Um outro processo administrativo tramita na Promotoria de Justiça de Guaramiranga, conforme o Ministério Público do Ceará. A ação investiga os artigos que dispõem sobre autorização que a autarquia poderia dar para o corte e supressão de vegetação que fazem parte do bioma Mata Atlântica, atribuição que seria de competência do órgão estadual.

No artigo 6 da Lei Municipal nº 461/2025, o documento atribui à Autarquia a “Autorização de Corte de Árvores Isoladas de Espécie Nativa (CAI)” que “ocorre comumente em áreas urbanas para construção de edificações ou mesmo por medida de segurança”.

Ainda no mesmo artigo, também é atribuído ao órgão a “Autorização de Supressão de Vegetação (ASV)”, permitindo “a supressão de vegetação nativa de determinada área para fins de uso alternativo do solo visando a instalação de empreendimentos de utilidade pública ou interesse social”.

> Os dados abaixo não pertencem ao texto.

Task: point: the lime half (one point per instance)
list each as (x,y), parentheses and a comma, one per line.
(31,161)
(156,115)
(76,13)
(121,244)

Guaramiranga está situada na Área de Proteção Ambiental (APA) da Serra de Baturité. Criada pelo Decreto Estadual nº 20.956, em 1990, a área tem um total de 32.690 hectares. Segundo ambientalistas, o avanço da especulação imobiliária e o desmatamento na região estão agravando a destruição ambiental na área e resultando na perda de serviços ambientais essenciais, como o fornecimento de água.

Daniel Pagliuca lamenta a precariedade por trás do funcionamento de diversos órgãos ligados ao meio ambiente que, por vezes, não contam com equipes especializadas e valorizadas, nem estrutura adequada para a realização das atividades.

“Isso precisa de muito conhecimento técnico. Ter um empreendimento, por exemplo, imobiliário ou industrial, envolve muito dinheiro, muito impacto ambiental e precisa de gente capacitada para fazer essa implementação. Se você não tem essa capacitação, você pode estar autorizando, licenciando, ou mesmo em determinados momentos, pela não capacidade técnica, pela não capilaridade desses órgãos, estar produzindo algum tipo de impacto ambiental negativo”, avalia.

Durante a sessão de votação da criação da autarquia, realizada na Câmara Municipal, no dia 20 de março, manifestantes exibiram cartazes e protestaram contra a medida, enquanto outros apoiavam a implementação da autarquia.